Ran Q, Liang C, Liu P. 2025. A safe lane-changing strategy for autonomous vehicles based on deep Q-networks and prioritized experience replay. Digital Transportation and Safety 4(3): 170−174 doi: 10.48130/dts-0025-0013

Ran Q, Liang C, Liu P. 2025. A safe lane-changing strategy for autonomous vehicles based on deep Q-networks and prioritized experience replay. Digital Transportation and Safety 4(3): 170−174 doi: 10.48130/dts-0025-0013

Figures(4) / Tables(1)

Download PDF

Article Metrics

Article views(2399) PDF downloads(1038)

Other Articles By Authors

on this site
on Google Scholar

HTML

Introduction

Autonomous driving (AD) on highways is a critical component of intelligent transportation, significantly contributing to improving road safety, reducing traffic congestion, and enhancing driving efficiency^[1−3]. However, the highway environment is complex, including high density of vehicles, large speed variations, and the occurrence of emergencies, all of which demand a safer decision-making ability of AD systems. Lane changing is a quite basic but significant driving task of autonomous vehicles (AVs). Ensuring safety and efficiency in lane-changing scenarios has become a key issue^[4−7].

In the domain of lane-changing decision-making of AVs, recent studies have made some progress based on deep reinforcement learning, especially based on Deep Q-Network (DQN), which provides a variety of methods to solve this problem^[8−10]. By merging Q-learning and deep neural networks, DQN algorithms can deal with high-dimensional state space issues, thus are widely used in AD decision-making. In a recent study, Clemmons & Jin^[11] proposed a Deep Q-Network-based reinforcement learning (RL) algorithm with reward functions to control an AV in an environment with multiple vehicles. The RL algorithm can be easily adapted to different traffic scenarios, and the DQN improves the efficiency of lane-changing. Wang et al.^[12] combined DQN with rule-based constraints and achieved safer AD lane change decision-making tasks. In this study, with the setting of state representation and reward function, the AV can behave appropriately in a simulator, and the results outperform other referred methods. Zhang et al.^[13] proposed an improved Double Deep Q-Network (DDQN), where the state values are integrated into two neural networks with different parameter update frequencies.
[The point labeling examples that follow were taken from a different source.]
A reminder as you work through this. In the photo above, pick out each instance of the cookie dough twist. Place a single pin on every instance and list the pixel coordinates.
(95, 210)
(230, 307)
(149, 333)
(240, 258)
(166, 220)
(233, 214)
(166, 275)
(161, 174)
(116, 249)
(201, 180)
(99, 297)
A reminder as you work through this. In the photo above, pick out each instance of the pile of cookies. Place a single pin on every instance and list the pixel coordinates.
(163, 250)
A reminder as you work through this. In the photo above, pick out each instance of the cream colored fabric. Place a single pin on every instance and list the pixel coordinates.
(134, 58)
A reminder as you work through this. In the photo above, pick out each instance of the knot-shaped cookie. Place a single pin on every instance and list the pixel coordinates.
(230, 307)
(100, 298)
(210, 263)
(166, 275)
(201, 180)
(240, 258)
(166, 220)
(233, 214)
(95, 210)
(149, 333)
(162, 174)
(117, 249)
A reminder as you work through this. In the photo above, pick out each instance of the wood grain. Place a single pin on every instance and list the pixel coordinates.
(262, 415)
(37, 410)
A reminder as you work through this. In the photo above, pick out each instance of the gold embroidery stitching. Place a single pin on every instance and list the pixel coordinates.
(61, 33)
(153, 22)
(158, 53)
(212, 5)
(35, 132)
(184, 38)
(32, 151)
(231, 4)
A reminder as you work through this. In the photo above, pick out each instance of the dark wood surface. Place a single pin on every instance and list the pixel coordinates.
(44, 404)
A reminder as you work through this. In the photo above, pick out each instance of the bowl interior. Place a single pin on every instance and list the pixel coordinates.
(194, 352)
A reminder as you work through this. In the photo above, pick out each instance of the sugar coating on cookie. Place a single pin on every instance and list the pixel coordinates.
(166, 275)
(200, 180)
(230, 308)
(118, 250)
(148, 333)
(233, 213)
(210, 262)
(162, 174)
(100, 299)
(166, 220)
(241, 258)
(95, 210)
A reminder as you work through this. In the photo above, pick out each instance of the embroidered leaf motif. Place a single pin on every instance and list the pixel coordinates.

The results show that the DDQN improves the convergence speed of the network.

Traditional DQN approaches do however exhibit some limitations when dealing with lane-changing decisions in high-speed scenarios^[14,15]. Specifically, during training, DQN performs numerous sample replays that lack prioritization, leading to reduced learning efficiency. Since the DQN algorithm does not focus on critical samples during the experience replay process, this might affect the model’s training stability and the quality of decision-making. In addition, partial reward functions may not adequately reflect the safe driving demands. To address these issues, the Priority Experience Replay (PER) mechanism has been introduced^[16−18], which optimizes the sample selection process by assigning each experience sample a priority score, thereby improving the learning efficiency and the stability of DQN. Approaches that integrate DQN with PER have shown superior performance to traditional DQN in various studies, particularly in dealing with lane-changing decisions in high-speed scenarios^[19−22]. Yuan et al.^[19] divides the reward function into three subfunctions, aiming for higher driving speed, fewer lane changes, and collision avoidance. However, the configuration of the reward function is somewhat one-sided, as it does not take into account potential dangers during lane changes, such as being too close to the vehicle in front. These factors will be considered in our study. Therefore, designing appropriate reward functions and integrating critical safety constraints are significant in improving the safety of lane-changing decisions. In this study, we design a multi-reward structure that considers driving speed, overtaking, and lane-changing behaviors, allowing for the enhancement of the safety of lane changes.

Methods

In RL, the design of state space and action space directly affects the learning effect and behavioral outcomes of intelligent agents. This study details the design of the state space and action space as follows.

Definition of state space
The state space in RL contains critical information about the current environment, which is pivotal for decision-making in AVs. Here, the highway lane-changing problems are formulated as Markov Decision Processes (MDPs), with the state space consisting of 14 different states under the current environmental conditions, respectively:

1 - The speed of the AV right before lane change, V_e;

2 - The acceleration of the AV, a_e;

3 - The forward angle of the AV, $\theta $;

4 - The distance to the preceding vehicle, d;

5 - The speed of the prior vehicle, V_p;

6 - The acceleration of the prior vehicle, a_p;

7 - The distance to the prior vehicle in the left lane, d_l;

8 - The speed of the prior vehicle in the left lane, V_pl;

9 - The acceleration of the prior vehicle in the left lane, a_pl;

10 - The distance to the prior vehicle in the right lane, d_r;

11 - The speed of the prior vehicle in the right lane, V_pr;

12 - The acceleration of the prior vehicle in the right lane, a_pr;

13 - The vehicle density in lane i, D_i;

14 - The average speed in lane i, $ V_i^{avg} $.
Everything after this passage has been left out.